Hi Brian,
Presumably the users' home directory is NFS automounted using autofs, and
therefore it doesn't exist when the job starts.
The job_container/tmpfs plugin ought to work correctly with autofs, but
maybe this is still broken in 23.02?
/Ole
On 3/6/23 21:06, Brian Andrus wrote:
That looks like the users' home directory doesn't exist on the node.
If you are not using a shared home for the nodes, your onboarding process
should be looked at to ensure it can handle any issues that may arise.

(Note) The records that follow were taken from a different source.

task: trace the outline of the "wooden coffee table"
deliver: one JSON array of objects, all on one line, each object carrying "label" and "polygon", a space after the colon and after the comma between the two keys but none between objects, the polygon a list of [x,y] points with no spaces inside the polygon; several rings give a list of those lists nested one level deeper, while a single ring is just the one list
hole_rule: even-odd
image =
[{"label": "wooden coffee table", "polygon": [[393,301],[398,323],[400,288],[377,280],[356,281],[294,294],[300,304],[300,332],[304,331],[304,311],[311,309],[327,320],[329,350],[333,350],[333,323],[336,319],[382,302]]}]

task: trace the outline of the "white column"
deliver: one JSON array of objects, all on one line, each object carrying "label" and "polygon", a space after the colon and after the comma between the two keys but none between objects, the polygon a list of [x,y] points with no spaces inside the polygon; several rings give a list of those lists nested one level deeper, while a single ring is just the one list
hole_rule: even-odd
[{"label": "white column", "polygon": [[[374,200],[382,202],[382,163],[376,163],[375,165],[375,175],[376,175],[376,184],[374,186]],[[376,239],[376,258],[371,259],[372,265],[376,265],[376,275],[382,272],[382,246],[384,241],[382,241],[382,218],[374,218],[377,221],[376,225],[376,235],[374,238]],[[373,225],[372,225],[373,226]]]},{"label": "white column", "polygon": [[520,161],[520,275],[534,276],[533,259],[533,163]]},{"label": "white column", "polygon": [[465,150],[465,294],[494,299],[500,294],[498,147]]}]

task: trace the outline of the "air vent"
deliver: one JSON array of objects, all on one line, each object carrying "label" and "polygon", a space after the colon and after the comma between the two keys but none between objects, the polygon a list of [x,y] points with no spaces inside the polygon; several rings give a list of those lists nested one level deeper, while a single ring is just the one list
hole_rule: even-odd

If you are using a shared home, you should do the above and have the node
ensure the shared filesystems are mounted before allowing jobs.
-Brian Andrus
On 3/6/2023 1:15 AM, Niels Carl W. Hansen wrote:
Hi all
Seems there still are some issues with the autofs - job_container/tmpfs
functionality in Slurm 23.02.
If the required directories aren't mounted on the allocated node(s)
before jobstart, we get:
slurmstepd: error: couldn't chdir to `/users/lutest': No such file or
directory: going to /tmp instead
slurmstepd: error: couldn't chdir to `/users/lutest': No such file or
directory: going to /tmp instead
An easy workaround however, is to include this line in the slurm prolog
on the slurmd -nodes:
/usr/bin/su - $SLURM_JOB_USER -c /usr/bin/true
-but there might exist a better way to solve the problem?